In the beginning, when first learning Danish, you have no immediate use for the different colourful sayings of the Danish language. Your focus is naturally on gaining the language skills required to order a cup of coffee or read a letter from the bank.
As speaking Danish becomes more and more natural, you gradually start to notice more than a few expressions with 'figurative meaning'.
Teaching the Danish language is our bread and butter and learning a language is more than just knowing the most necessary phrases. Idiomatic expressions can sound absolutely ridiculous but provide colour and spice to any language.
Find some of the more commonly used idioms and their meaning below.

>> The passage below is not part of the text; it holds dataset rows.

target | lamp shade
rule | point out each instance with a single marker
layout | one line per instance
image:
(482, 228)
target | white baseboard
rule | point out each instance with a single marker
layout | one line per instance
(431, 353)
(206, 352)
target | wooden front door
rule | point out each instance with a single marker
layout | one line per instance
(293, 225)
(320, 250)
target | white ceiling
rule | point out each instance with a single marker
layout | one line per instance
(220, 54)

Don't come here and play King carrot
'KOM IKKE HER OG SPIL KONG GULEROD':
If someone acts just a tad too superior or stuck-up, a Dane will say, ‘Don’t come here and play king carrot’.
The expression is supposed to originate from a French satiric operetta ‘Le Roi Carotte’ by Jacques Offenbach from 1872. In this light opera, the carrot leads a rebellion, where all the vegetables in the kitchen garden seize power in France.
A hen to pluck with you
'EN HØNE AT PLUKKE MED DIG'
In Danish we do not 'pick a bone' with somebody, instead we 'pluck a hen'. f you want a serious word with someone because of their bad behavior, you might say, ‘I have a hen to pluck with you’. This expression is popular in several other countries as well e.g. Germany and the Netherlands.
Go cake in it
'GÅ KAGE I DET'
Nothing goes haywire (wrong) for Danes. Instead, there might go cake in it. Who exactly let the cake loose and why it's determined to undermine your plans, projects and initiatives, nobody knows.
Before the devil puts shoes on
FØR FANDEN FÅR SKO PÅ
The devil is popular in the Danish language and we have several expressions with the Bible’s Bad Boy. In fact, Danes rarely take the Lord's name in vain, but the devil is another matter.
If something takes place really early in the morning, a Dane might say, ‘It’s before the devil puts shoes on’.
Go totally in fish
GÅ HELT I FISK
Another expression to relay that something is a complete fail or that someone made a hash of things involves cold-blooded animals. If your plans go horribly wrong, a Dane could say, 'It's all gone in fish'.
A similar expression goes 'things went in goat' and also refers to an unsuccesful venture. Why the Danes use the animal kingdom to explain failure we have no idea.
It bottles itself
DET FLASKER SIG
While 'cake or fish in your plans' means something was unsuccessful, the exact opposite is true, if you put it in a bottle. If a Dane wants to reassure someone, s/he might say, ‘Don’t worry, it will all bottle itself’.
The meaning being, 'Don't worry, everything will be okay'.
What's on the wallpaper today?
HVAD ER DER PÅ TAPETET I DAG?
If a Dane wants to know today's plans, s/he might say, ‘What’s on the wallpaper today?’
The story goes that during the Renaissance people used to call a table cloth for 'tapet' and the expression was a way to ask if more food was on it's way. Today the meaning is 'what's today's order of business?'
You must have eaten nails!
DU MÅ HAVE SPIST SØM!
If a Dane wants to express disbelief or thinks what you are saying is completely wrong, s/he might exclaim, ‘You must have eaten nails!’
To shoot the parrot
AT SKYDE PAPEGØJEN
If you win the lottery or anything else considered really lucky, a Dane might say, 'You have really shot the parrot’.
The expression is often used when a person does better than expected. For example finds a job with excellent perks or a girl-/boyfriend 'prettier', 'smarter' or 'richer' than yourself.